5.2.1.13. inclusão dos crimes que integram o crime continuado em julgamento: “Conflita com a ordem jurídica em vigor considerar-se para a majoração da pena-base, e sob o ângulo das circunstâncias judiciais, processos que desaguaram na conclusão sobre a continuidade delitiva” [35]
5.3. Conduta social: A conduta social consiste no modo pelo qual o agente exerceu os papéis que lhe foram reservados na sociedade. Trata-se de averiguar, através dessa circunstância, o seu desempenho na sociedade, em família, no trabalho, na religião, no grupo comunitário, formando um conjunto de fatores do qual talvez não tenha surgido nenhum fato digno de registro especial, mas que serve para avaliar o modo pelo qual o agente se tem conduzido na vida, exame esse que permitirá concluir se o crime é um simples episódio, resulta de má educação ou revela sua propensão para o mal. Devem ser levados em conta os elementos indicativos da falta de adaptação, ou do bom relacionamento do agente perante a sociedade, em que está integrado, ou seja, quando o ambiente em que o agente se inserir for, por exemplo, uma favela, não lhe poderá ser exigido comportamento típico das classes sociais mais abastadas. É o comportamento do agente em seu meio social. Nestes campos da vida, pode-se analisar: o modo de agir do agente nas suas ocupações, sua cordialidade ou agressividade, egocentrismo ou prestatividade, rispidez ou finura de trato, seu estilo de vida honesto ou reprovável.

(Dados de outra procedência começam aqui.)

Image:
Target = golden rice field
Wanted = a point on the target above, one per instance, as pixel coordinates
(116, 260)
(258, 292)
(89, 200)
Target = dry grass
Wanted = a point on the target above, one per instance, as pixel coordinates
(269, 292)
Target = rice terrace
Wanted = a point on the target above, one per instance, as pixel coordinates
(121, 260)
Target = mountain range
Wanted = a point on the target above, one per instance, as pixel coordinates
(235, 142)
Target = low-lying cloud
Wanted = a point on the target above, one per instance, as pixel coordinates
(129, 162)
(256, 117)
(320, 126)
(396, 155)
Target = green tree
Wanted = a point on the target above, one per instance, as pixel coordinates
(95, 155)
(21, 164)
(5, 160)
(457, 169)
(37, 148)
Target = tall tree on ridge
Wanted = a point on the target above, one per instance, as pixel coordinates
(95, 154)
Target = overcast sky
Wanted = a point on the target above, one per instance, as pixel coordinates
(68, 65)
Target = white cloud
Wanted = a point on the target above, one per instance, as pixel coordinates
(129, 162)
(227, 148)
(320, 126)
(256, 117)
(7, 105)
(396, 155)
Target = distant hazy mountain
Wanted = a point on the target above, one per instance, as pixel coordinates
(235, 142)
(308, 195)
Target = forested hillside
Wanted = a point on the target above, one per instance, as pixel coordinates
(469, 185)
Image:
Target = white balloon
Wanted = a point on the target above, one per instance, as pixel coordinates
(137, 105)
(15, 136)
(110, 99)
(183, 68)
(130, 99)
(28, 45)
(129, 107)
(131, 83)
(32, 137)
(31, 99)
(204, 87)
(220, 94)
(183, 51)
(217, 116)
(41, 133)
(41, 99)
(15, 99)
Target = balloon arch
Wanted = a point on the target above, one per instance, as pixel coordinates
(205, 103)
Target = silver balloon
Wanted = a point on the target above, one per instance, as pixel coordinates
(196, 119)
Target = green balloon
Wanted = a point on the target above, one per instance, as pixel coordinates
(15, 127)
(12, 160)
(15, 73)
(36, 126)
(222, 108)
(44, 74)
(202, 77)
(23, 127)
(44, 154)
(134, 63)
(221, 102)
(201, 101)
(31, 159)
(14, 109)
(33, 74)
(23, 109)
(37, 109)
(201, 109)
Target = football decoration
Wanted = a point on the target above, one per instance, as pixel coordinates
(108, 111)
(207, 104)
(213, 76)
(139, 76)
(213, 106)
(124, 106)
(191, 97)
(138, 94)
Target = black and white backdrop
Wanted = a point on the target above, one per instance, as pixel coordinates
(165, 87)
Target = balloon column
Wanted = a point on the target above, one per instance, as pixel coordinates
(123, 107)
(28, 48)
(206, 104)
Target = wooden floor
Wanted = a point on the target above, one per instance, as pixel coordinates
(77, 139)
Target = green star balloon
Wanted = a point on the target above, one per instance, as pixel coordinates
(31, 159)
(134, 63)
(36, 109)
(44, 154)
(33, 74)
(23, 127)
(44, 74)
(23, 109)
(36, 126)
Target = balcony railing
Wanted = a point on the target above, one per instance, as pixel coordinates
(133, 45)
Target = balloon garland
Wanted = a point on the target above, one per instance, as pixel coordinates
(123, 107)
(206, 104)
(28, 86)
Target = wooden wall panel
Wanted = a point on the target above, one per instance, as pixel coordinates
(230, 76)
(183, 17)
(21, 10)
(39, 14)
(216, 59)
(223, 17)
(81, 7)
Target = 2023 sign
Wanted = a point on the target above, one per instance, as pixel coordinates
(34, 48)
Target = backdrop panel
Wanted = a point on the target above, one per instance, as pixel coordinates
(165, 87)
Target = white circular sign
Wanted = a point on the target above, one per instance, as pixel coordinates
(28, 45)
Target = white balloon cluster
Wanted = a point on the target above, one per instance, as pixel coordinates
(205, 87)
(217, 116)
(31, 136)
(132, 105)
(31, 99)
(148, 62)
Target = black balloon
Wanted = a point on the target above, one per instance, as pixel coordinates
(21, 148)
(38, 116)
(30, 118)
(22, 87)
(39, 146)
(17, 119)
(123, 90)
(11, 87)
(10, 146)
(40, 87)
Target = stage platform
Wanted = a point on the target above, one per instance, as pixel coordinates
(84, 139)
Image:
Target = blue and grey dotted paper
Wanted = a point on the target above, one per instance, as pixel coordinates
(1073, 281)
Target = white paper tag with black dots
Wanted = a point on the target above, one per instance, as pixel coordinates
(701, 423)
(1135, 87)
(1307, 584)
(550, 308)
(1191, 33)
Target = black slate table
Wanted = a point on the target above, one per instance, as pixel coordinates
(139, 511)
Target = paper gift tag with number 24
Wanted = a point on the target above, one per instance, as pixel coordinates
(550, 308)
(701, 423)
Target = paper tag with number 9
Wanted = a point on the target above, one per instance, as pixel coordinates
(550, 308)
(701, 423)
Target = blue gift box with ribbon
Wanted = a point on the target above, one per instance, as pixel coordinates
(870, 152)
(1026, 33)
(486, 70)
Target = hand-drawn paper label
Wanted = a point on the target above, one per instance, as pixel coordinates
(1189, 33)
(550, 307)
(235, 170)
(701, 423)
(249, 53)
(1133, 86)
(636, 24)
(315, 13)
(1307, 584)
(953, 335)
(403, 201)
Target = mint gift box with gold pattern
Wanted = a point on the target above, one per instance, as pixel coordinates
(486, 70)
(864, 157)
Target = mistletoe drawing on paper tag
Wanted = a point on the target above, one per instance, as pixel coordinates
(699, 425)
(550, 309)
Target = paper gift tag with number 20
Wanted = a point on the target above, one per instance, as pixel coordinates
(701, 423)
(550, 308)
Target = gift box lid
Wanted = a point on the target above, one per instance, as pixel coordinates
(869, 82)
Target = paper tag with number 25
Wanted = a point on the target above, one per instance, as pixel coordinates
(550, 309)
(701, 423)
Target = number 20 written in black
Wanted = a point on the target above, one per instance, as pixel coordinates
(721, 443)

O fato de o agente ter vasta folha de ocorrências policiais, processos em andamento, não lhe retira o direito de ser respeitado e querido em seu ambiente social.
A propósito, José Eulálio de Almeida[36] leciona que:
o juiz deve colher da prova produzida nos autos: “... a vocação do acusado para o trabalho ou para a ociosidade; a afetividade do mesmo para com os membros que integram a sua família, ou o desprezo e indiferença que nutre por seus parentes; o prestígio e a respeitabilidade de que goza perante as pessoas do seu bairro ou da sua cidade, bem como o índice de rejeição de que desfruta entre os que o conhecem socialmente; o seu entretenimento predileto (…) ou se prefere a companhia constante de pessoas de comportamento suspeito e freqüenta, com habitualidade, locais de concentração de delinqüentes, casas de tolerância, lupanares ou congêneres; o seu grau de escolaridade, tal como a assiduidade e a abnegação pelo estudo ou o desinteresse pelo mesmo, assim como o respeito e o relacionamento com funcionários, professores e diretores do estabelecimento escolar.”
Gilberto Ferreira[37] adota, como critério para a valoração da conduta social, a caminhada de vida percorrida pelo agente. Avalia, com esmero, como se comportava o agente na condição de estudante, de pai, de trabalhador, de componente da vida social: “... um mau aluno, um pai irresponsável, que deu causa à separação e não paga alimentos aos filhos, ou que se entrega constantemente à embriaguez ou a uma vida desregrada. Um empregado que vive encrencando com seus colegas de trabalho. Uma pessoa insensível que não tem a menor consideração para com o próximo, vivendo à margem da sociedade."
Deve-se ponderar, todavia, que o uso freqüente de bebida alcoólica, por si só, não justifica valoração negativa da conduta social do agente, pois o alcoólatra é um doente que carece de tratamento[38].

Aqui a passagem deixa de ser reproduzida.